VICE: Herr Behr, wer das Video des Mannheimer Polizeieinsatzes sieht, dem begegnet Gewalt. Haben die Polizisten Ihrer Einschätzung nach angemessen gehandelt?
Rafael Behr: 
Um diese Frage zu beantworten, müsste ich spekulieren. Es gibt im Moment zu wenig aussagekräftiges Filmmaterial, sodass ich das nicht bewerten möchte. Allerdings finde ich auch, dass die Bilder für sich sprechen.

Sie haben früher selbst als Polizist gearbeitet.
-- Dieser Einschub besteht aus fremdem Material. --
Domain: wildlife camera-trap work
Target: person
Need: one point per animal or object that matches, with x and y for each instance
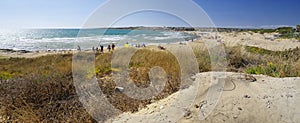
(113, 46)
(78, 48)
(126, 45)
(97, 49)
(109, 48)
(161, 47)
(101, 48)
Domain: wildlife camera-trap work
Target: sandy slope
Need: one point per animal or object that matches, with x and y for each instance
(258, 40)
(269, 100)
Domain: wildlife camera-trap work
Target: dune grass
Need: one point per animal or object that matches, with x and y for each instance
(41, 89)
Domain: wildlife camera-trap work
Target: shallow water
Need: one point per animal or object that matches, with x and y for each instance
(63, 39)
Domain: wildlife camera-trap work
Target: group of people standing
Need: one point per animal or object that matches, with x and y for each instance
(101, 48)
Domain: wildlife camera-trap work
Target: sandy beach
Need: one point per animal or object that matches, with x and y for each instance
(266, 100)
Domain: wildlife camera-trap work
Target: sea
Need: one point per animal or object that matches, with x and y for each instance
(69, 39)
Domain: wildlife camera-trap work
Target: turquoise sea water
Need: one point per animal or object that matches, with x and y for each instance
(65, 39)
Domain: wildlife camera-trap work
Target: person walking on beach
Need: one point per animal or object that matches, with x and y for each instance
(101, 48)
(126, 45)
(113, 46)
(78, 48)
(109, 48)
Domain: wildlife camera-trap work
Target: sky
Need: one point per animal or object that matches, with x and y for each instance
(74, 13)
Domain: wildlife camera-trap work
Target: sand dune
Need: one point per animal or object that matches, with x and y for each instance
(268, 100)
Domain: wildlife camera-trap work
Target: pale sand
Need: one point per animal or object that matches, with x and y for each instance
(268, 100)
(258, 40)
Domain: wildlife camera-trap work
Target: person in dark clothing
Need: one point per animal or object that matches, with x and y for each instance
(113, 46)
(109, 48)
(101, 48)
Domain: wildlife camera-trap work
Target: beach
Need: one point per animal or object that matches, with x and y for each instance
(265, 99)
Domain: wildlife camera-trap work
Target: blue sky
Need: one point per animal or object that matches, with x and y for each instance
(73, 13)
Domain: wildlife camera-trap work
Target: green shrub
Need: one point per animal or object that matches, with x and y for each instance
(5, 76)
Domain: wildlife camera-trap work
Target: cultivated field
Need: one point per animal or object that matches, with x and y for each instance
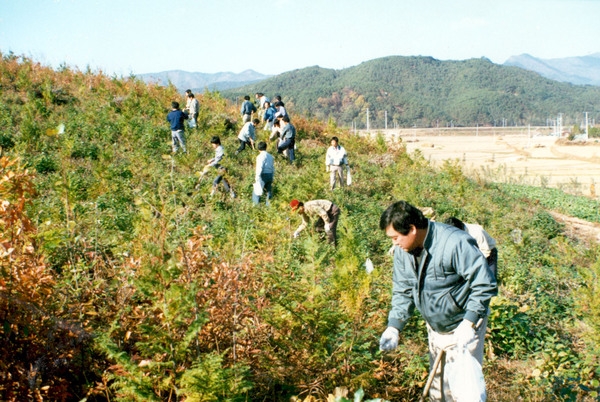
(519, 155)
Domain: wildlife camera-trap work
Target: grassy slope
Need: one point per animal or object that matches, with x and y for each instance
(196, 293)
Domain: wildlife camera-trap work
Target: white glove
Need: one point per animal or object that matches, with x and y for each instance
(464, 333)
(389, 339)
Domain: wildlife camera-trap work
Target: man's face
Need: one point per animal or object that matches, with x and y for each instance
(407, 242)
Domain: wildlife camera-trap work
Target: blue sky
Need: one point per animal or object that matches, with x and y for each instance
(142, 36)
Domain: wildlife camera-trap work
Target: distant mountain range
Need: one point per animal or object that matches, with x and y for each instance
(198, 82)
(582, 70)
(426, 92)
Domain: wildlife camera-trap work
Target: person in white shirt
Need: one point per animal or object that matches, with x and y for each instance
(247, 135)
(265, 170)
(335, 159)
(192, 108)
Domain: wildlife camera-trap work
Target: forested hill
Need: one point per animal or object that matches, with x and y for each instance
(426, 92)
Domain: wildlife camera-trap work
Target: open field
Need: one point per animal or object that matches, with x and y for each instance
(517, 154)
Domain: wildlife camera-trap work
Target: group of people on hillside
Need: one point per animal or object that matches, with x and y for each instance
(447, 270)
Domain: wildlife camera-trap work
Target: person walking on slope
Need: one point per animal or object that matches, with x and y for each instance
(335, 159)
(288, 138)
(439, 270)
(247, 135)
(216, 163)
(192, 108)
(176, 118)
(269, 116)
(265, 170)
(247, 109)
(485, 242)
(325, 213)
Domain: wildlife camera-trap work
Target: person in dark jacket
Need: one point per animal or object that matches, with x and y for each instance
(176, 118)
(288, 138)
(247, 109)
(439, 270)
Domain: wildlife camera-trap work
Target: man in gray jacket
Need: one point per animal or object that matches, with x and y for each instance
(439, 270)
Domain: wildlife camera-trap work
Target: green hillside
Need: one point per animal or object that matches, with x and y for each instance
(122, 279)
(427, 92)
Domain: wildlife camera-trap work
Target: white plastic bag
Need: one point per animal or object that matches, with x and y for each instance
(369, 266)
(465, 376)
(257, 188)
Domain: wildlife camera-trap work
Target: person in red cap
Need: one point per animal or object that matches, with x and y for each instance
(326, 214)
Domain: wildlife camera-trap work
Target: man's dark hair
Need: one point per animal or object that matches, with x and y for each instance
(401, 216)
(457, 223)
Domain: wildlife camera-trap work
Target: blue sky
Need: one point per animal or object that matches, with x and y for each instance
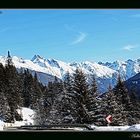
(71, 35)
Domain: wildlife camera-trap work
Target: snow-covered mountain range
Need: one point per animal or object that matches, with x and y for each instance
(105, 73)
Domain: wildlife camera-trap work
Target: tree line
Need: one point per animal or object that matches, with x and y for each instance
(71, 101)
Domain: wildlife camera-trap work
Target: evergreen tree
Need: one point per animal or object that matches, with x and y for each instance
(12, 89)
(93, 86)
(4, 107)
(135, 111)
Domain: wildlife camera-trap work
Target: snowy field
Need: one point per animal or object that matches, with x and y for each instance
(28, 115)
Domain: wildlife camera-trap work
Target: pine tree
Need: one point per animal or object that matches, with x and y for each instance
(4, 107)
(68, 81)
(12, 89)
(93, 86)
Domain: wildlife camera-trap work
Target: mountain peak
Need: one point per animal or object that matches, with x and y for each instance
(36, 57)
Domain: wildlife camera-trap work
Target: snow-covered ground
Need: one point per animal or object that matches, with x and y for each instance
(117, 128)
(27, 115)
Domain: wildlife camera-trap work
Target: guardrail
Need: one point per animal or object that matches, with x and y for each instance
(52, 127)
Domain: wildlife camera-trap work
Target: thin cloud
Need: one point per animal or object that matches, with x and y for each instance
(129, 47)
(135, 16)
(79, 38)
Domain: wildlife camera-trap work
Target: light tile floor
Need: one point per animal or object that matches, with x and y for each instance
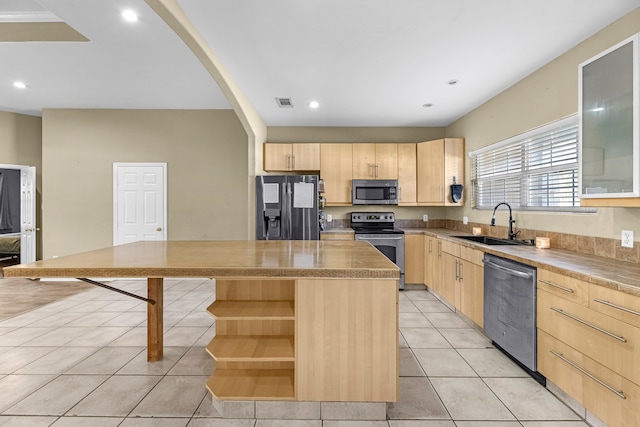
(81, 361)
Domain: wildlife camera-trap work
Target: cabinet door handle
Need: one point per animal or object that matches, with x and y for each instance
(546, 282)
(564, 313)
(618, 393)
(619, 307)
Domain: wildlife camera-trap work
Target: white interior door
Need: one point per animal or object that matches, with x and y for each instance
(140, 208)
(27, 211)
(27, 214)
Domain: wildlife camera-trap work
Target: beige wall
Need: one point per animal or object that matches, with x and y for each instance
(21, 140)
(549, 94)
(352, 134)
(206, 152)
(21, 144)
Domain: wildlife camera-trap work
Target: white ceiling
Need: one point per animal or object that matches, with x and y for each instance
(367, 62)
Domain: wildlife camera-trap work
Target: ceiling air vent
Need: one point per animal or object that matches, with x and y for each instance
(284, 102)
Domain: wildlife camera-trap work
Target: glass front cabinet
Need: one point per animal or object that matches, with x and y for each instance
(609, 118)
Können Sie Techniken oder Handgriffe erkennen, die professionelles Handeln nahelegen würden?
In dem Video sieht man, wie einer der Polizisten den Mann in die Gegend des Kopfes schlägt. Das könnte ein sogenannter "Schockschlag" gewesen sein. Die Annahme dahinter ist: Wenn Menschen zu Boden gebracht werden, schlagen sie wild um sich oder verschränken die Arme vor der Brust. Ein Polizist schlägt die Person dann zum Beispiel auf Oberschenkel, Schulter oder in die Seite. Dann erschrickt sich die Person und ist kurz handlungsunfähig. Diesen Moment nutzen die Polizisten, um Handschellen anzulegen.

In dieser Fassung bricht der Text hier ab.